I get the following error: UndefVarError: x_{201} not defined
Complete code to reproduce:
using DifferentialEquations
using DifferentialEquations.DiffEqBase: dualcache
using LinearAlgebra
using ModelingToolkit
using SparseArrays
using BenchmarkTools
# Generate the constants
const N = 100
dx = 0.5 / N
q = dualcache(zeros(N,1))
rR = dualcache(zeros(N,1))
ϱu = 0
dp = 100e2
Tin = 200
# generate index lists to find the solution variables easily in solution vector
const indices_Tgas = 1:N
const indices_Tsol = indices_Tgas .+ N
const indices_mflux = indices_Tsol[end] + 1
const indices_RConcentrationSolid = indices_mflux[end] .+ (1:N)
# indices = (indices_Tgas, indices_Tsol, indices_mflux, indices_RConcentrationSolid)
p_noDualCache = (dx, # control volume length
dp, # boundary condition: pressure differential across domain
Tin, # boundary condition: Gas inlet temperature
q, # caching variable for q
rR, # caching variable for rR
ϱu)
function DiscretizedSystemMassMatrixForm_noDualcache!(du,u,p,t)
# N,dx, dp, Tin, q, rR, ϱu, indices_Tgas, indices_Tsol, indices_mflux, indices_RConcentrationSolid = p
dx, dp, Tin, q, rR, ϱu = p
Tgas = @view u[indices_Tgas]
Tsol = @view u[indices_Tsol]
dTgas = @view du[indices_Tgas]
dTsol = @view du[indices_Tsol]
mflux = @view u[indices_mflux]
dmflux = @view du[indices_mflux]
RConcsol = @view u[indices_RConcentrationSolid]
dRConcsol = @view du[indices_RConcentrationSolid]
q = 1e4 * (Tgas - Tsol)
ϱu = mflux[1]
rR = 5.5e6 .* exp.(.-5680 ./(273 .+ Tsol)) .* (1 .- exp.(.-RConcsol./50))
# gas energy balance
@inbounds begin
dTgas[1] = ϱu * 1000 * (Tin - Tgas[1]) - q[1] * dx
end
@inbounds for k in 2:N
dTgas[k] = ϱu * 1000 * (Tgas[k-1] - Tgas[k]) - q[k] * dx
end
# solids energy balance
@inbounds for k in 1:N
dTsol[k] = q[k] / (1000 * 2000)
end
# gas momentum balance
@inbounds begin
dmflux[1] = - mflux[1] + 5e-3 * sqrt(dp)
end
# reactant concentration equations
@inbounds for k in 1:N
dRConcsol[k] = -rR[k]
end
end
# build initial conditions
u0 = zeros(N*3 + 1)
u0[indices_Tgas] .= Tin
u0[indices_Tsol] .= 20
u0[indices_mflux] = 0.5
u0[indices_RConcentrationSolid] .= 3000
# build mass matrix
Ii = [indices_Tsol; indices_RConcentrationSolid];
Jj = [indices_Tsol; indices_RConcentrationSolid];
V = ones(length(Ii));
Msparse = sparse(Ii,Jj,V, 3*N+1, 3*N+1)
f_DAE = ODEFunction(DiscretizedSystemMassMatrixForm_noDualcache!, mass_matrix=Msparse)
probDAE = ODEProblem(f_DAE,u0,(0.0,1500),p_noDualCache)
de = modelingtoolkitize(probDAE)
# MTKized system back to numerical problem:
probDAE_MTK1 = ODEProblem(de,[],(0.0,1500),p_noDualCache,jac=true,sparse=true)
# solve the numerical problem - works
sol_MTK1 = solve(probDAE_MTK1,QBDF())
# pretty much as fast as solving non-MTKized system with Jacobian sparsity, as in above posts.
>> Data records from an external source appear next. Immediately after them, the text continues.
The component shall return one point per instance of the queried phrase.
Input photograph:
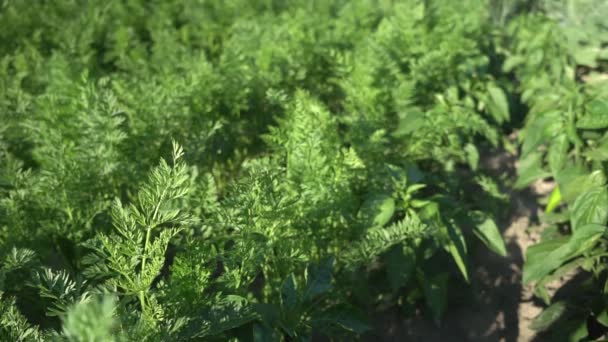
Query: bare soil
(498, 307)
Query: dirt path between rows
(495, 307)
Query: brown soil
(498, 307)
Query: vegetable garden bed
(294, 170)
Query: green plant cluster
(281, 169)
(560, 60)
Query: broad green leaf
(590, 207)
(599, 152)
(541, 261)
(487, 231)
(498, 104)
(549, 316)
(554, 200)
(458, 249)
(575, 180)
(472, 156)
(377, 210)
(596, 116)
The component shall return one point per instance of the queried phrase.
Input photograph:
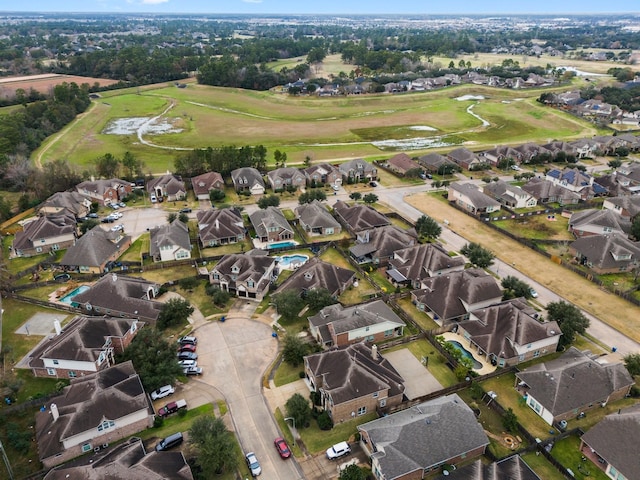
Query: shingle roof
(504, 328)
(174, 234)
(316, 215)
(351, 372)
(449, 295)
(316, 274)
(121, 293)
(573, 380)
(424, 436)
(616, 438)
(110, 394)
(94, 248)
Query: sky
(326, 6)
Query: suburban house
(203, 184)
(571, 384)
(315, 219)
(609, 253)
(93, 250)
(121, 296)
(286, 177)
(545, 192)
(436, 163)
(75, 203)
(598, 222)
(247, 275)
(170, 242)
(612, 443)
(105, 191)
(353, 380)
(464, 158)
(513, 467)
(468, 197)
(509, 195)
(126, 460)
(509, 333)
(95, 410)
(359, 217)
(170, 187)
(627, 206)
(45, 234)
(220, 227)
(336, 325)
(86, 345)
(358, 170)
(409, 444)
(248, 179)
(409, 266)
(450, 297)
(377, 245)
(402, 163)
(576, 181)
(316, 274)
(271, 225)
(323, 174)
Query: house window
(106, 425)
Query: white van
(338, 450)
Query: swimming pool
(67, 298)
(465, 353)
(281, 245)
(292, 261)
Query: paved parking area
(418, 380)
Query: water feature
(465, 353)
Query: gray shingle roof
(616, 438)
(424, 436)
(573, 380)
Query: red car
(282, 447)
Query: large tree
(153, 358)
(215, 445)
(570, 320)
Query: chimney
(54, 411)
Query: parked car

@benchmark solve(probDAE_MTK1,QBDF())
# Now try to structural_simplify the system before solving it
de2 = structural_simplify(de)
# system de2 only has 200 states after structural simplification
probDAE_MTK2 = ODEProblem(de2,[],(0.0,1500),p_noDualCache,jac=true,sparse=true)
# Error thrown: UndefVarError: x_{201} not defined
sol_MTK2 = solve(probDAE_MTK2,QBDF())
Thanks, solution and tests here: https://github.com/SciML/ModelingToolkit.jl/pull/1479
If simplicity of syntax and ease of use are what you are after, check out MethodOfLines.jl, with which you can specify, discretize and solve PDE systems in close to purely mathematical syntax.
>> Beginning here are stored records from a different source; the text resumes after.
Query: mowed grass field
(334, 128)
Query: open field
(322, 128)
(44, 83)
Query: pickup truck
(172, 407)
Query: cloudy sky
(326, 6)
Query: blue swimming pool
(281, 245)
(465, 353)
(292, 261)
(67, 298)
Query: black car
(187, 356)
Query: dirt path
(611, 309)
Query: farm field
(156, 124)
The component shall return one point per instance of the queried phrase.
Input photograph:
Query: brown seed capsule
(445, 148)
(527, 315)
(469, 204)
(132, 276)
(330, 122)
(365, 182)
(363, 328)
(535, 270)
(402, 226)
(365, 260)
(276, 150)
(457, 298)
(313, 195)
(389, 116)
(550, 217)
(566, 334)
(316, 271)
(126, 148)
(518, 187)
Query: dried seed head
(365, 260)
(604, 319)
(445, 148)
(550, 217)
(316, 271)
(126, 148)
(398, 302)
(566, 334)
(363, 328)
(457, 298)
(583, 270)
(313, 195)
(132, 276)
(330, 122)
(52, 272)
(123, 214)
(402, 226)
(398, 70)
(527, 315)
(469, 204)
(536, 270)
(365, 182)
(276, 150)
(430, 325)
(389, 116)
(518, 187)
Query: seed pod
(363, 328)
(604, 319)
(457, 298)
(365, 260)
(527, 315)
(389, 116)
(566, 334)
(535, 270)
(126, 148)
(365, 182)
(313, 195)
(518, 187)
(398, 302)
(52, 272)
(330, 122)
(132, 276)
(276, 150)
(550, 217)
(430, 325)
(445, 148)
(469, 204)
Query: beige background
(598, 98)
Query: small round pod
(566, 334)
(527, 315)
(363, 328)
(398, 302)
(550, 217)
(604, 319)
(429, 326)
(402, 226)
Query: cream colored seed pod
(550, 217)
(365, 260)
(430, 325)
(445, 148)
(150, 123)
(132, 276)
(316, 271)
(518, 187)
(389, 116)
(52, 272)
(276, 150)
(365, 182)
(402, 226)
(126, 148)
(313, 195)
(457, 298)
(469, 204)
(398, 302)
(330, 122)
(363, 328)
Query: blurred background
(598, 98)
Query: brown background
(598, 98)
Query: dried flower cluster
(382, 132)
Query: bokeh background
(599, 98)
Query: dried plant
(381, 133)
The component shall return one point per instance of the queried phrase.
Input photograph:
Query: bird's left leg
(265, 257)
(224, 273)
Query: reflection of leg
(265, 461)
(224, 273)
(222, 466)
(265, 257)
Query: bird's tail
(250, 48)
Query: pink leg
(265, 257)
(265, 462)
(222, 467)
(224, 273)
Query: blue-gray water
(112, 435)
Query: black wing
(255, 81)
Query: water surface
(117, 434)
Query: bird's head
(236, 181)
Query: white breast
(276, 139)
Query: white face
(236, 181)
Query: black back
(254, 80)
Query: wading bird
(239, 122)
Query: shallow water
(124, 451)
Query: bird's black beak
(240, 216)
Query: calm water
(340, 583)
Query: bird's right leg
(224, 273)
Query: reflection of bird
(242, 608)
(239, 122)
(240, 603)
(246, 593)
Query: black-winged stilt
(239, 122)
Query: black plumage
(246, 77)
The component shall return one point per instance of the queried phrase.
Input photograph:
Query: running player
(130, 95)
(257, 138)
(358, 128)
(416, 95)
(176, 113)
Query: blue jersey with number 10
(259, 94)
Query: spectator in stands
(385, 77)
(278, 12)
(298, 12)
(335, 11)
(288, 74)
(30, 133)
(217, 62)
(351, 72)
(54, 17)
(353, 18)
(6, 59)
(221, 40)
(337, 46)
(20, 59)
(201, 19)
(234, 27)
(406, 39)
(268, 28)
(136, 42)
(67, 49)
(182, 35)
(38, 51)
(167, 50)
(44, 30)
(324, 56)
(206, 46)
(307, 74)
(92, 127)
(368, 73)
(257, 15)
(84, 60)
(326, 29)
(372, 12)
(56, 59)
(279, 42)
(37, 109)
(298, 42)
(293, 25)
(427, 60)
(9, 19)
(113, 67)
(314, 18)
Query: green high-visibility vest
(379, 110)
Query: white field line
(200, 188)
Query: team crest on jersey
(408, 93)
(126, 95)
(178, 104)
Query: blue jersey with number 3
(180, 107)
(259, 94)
Compile times are quite high right now, but the solves themselves are comparable to manual semidiscretization, so still useful for parameter sweeps, ensembles and optimization problems.
Changes are coming which will improve compile times by a lot.
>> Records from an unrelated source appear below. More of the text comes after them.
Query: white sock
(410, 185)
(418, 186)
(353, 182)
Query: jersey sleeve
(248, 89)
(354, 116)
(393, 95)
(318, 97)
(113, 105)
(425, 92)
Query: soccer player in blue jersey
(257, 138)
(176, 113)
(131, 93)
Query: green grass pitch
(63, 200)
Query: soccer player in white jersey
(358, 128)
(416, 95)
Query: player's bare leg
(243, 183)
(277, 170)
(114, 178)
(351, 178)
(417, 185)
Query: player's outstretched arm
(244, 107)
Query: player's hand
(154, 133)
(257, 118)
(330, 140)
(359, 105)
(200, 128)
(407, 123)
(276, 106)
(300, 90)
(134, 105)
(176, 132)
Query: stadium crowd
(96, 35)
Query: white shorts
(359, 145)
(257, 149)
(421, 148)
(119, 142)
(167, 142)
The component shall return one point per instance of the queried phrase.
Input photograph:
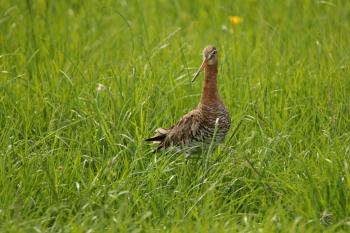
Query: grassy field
(82, 83)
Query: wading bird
(208, 123)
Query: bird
(209, 122)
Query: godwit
(198, 127)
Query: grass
(82, 83)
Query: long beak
(204, 63)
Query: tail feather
(157, 138)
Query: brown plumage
(196, 128)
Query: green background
(82, 83)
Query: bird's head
(210, 57)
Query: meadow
(83, 83)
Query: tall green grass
(82, 83)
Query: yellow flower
(235, 20)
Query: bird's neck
(210, 94)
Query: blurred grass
(83, 82)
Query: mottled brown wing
(184, 131)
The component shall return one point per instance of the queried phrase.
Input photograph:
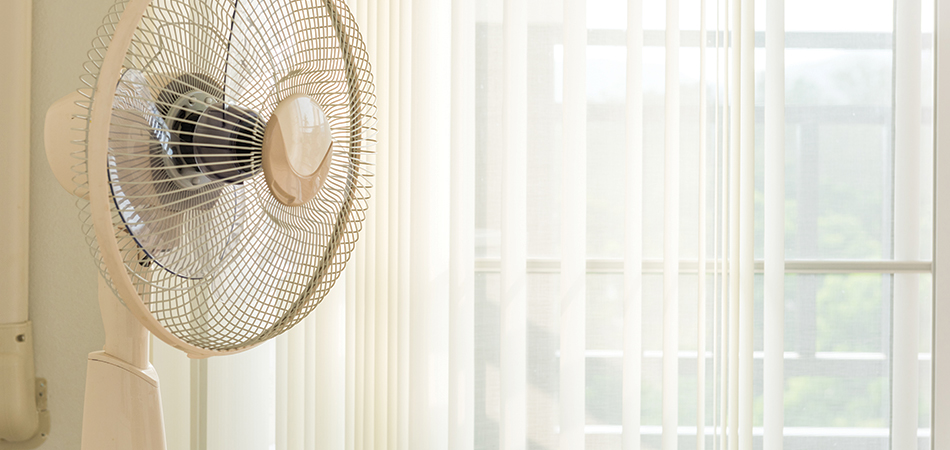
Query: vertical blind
(630, 224)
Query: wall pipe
(19, 420)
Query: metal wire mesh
(218, 261)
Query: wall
(63, 303)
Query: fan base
(123, 408)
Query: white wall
(63, 303)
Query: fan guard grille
(225, 266)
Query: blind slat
(907, 104)
(701, 242)
(671, 193)
(462, 244)
(746, 221)
(633, 231)
(512, 426)
(774, 290)
(573, 228)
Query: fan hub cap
(296, 153)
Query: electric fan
(222, 181)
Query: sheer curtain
(617, 224)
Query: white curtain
(627, 224)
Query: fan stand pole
(123, 408)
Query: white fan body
(123, 408)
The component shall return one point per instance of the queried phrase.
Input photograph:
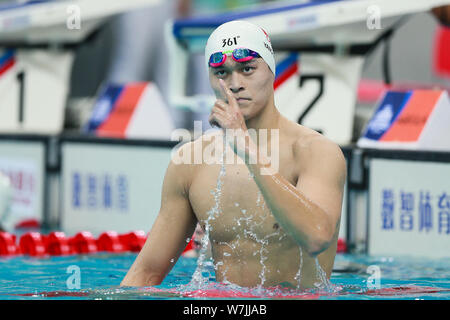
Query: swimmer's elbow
(320, 242)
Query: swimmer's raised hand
(226, 114)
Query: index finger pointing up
(228, 94)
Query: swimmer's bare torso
(249, 247)
(266, 224)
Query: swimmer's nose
(235, 83)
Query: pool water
(98, 277)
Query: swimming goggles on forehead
(239, 55)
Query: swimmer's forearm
(300, 217)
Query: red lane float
(8, 245)
(57, 244)
(109, 241)
(83, 242)
(33, 244)
(342, 246)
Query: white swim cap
(240, 34)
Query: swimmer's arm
(309, 211)
(167, 239)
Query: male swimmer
(274, 221)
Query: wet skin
(268, 225)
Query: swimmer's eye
(220, 73)
(248, 69)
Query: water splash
(298, 275)
(324, 283)
(205, 267)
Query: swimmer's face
(251, 83)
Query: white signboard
(326, 97)
(33, 89)
(111, 187)
(409, 208)
(23, 162)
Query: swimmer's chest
(236, 208)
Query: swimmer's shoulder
(311, 148)
(183, 163)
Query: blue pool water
(101, 274)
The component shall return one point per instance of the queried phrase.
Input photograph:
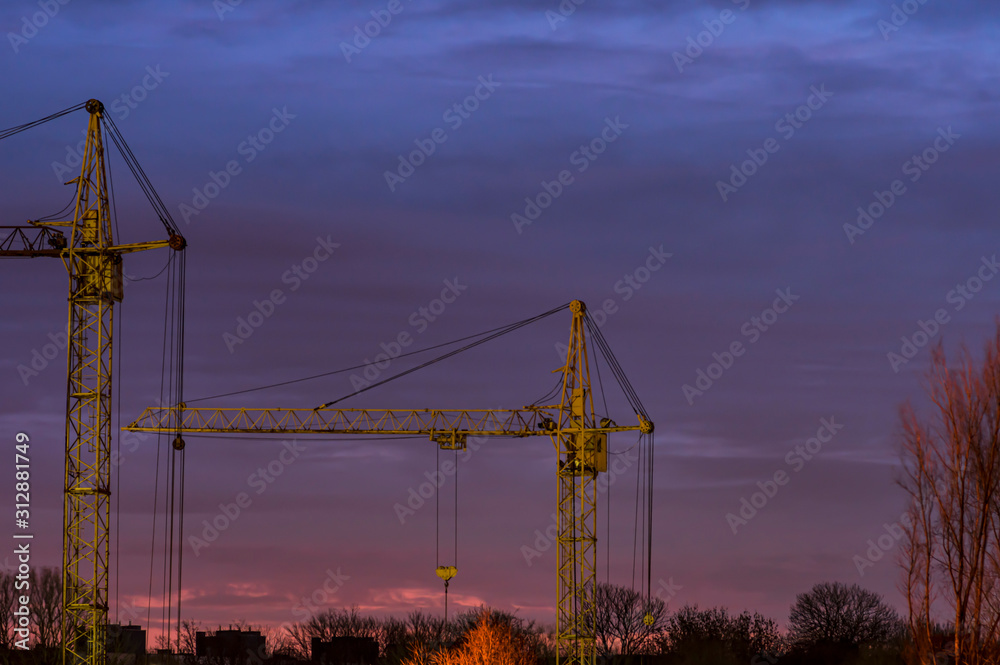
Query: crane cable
(140, 175)
(343, 369)
(644, 470)
(502, 331)
(11, 131)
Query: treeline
(832, 624)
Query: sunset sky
(699, 166)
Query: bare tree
(620, 623)
(713, 636)
(46, 606)
(951, 471)
(838, 614)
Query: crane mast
(578, 437)
(94, 265)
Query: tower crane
(579, 437)
(93, 260)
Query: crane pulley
(579, 437)
(86, 245)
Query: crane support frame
(578, 437)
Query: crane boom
(94, 265)
(529, 421)
(31, 241)
(579, 437)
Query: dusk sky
(698, 166)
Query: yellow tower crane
(580, 440)
(94, 263)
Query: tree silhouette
(620, 620)
(833, 613)
(491, 641)
(951, 470)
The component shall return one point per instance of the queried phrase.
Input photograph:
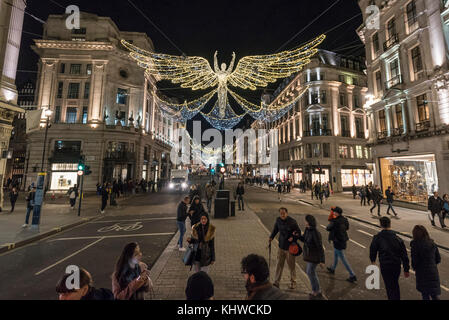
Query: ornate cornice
(71, 45)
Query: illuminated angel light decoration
(252, 72)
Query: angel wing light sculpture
(252, 72)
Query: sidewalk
(56, 216)
(235, 238)
(352, 209)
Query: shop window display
(412, 178)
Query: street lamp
(47, 114)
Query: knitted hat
(199, 287)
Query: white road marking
(355, 242)
(133, 220)
(364, 232)
(68, 257)
(116, 236)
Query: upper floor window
(75, 69)
(122, 95)
(417, 63)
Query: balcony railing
(317, 133)
(382, 135)
(423, 126)
(394, 39)
(393, 81)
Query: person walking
(425, 258)
(257, 276)
(30, 204)
(73, 195)
(338, 234)
(392, 253)
(240, 191)
(362, 193)
(203, 234)
(13, 195)
(196, 210)
(435, 206)
(377, 197)
(181, 220)
(104, 197)
(389, 194)
(289, 232)
(210, 194)
(131, 277)
(313, 255)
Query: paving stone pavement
(235, 238)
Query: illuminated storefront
(63, 176)
(412, 178)
(358, 177)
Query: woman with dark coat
(425, 257)
(131, 278)
(196, 210)
(313, 255)
(203, 234)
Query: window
(359, 152)
(343, 151)
(70, 115)
(417, 62)
(122, 95)
(376, 45)
(75, 69)
(423, 108)
(57, 114)
(412, 18)
(378, 82)
(326, 150)
(84, 115)
(382, 121)
(60, 90)
(74, 89)
(323, 97)
(86, 90)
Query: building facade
(11, 22)
(102, 107)
(327, 127)
(408, 108)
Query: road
(31, 272)
(266, 204)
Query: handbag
(295, 249)
(190, 254)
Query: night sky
(248, 27)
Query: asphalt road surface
(266, 204)
(31, 272)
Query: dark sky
(200, 27)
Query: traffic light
(87, 170)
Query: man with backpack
(392, 254)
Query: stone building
(11, 22)
(327, 127)
(102, 107)
(408, 108)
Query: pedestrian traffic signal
(87, 171)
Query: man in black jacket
(289, 231)
(392, 254)
(256, 272)
(377, 197)
(338, 235)
(435, 206)
(390, 200)
(181, 220)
Thank you, I am more or less aware of the beauty the usage of MethodOfLines and ModelingToolkit offers, and I will definitely make use of them, when (if) I make the decision to use Julia in professional and productive settings. I am currently evaluating this.
For that reason, I wanted to get a feeling how much the performance of above codes can be pushed with some effort in coding.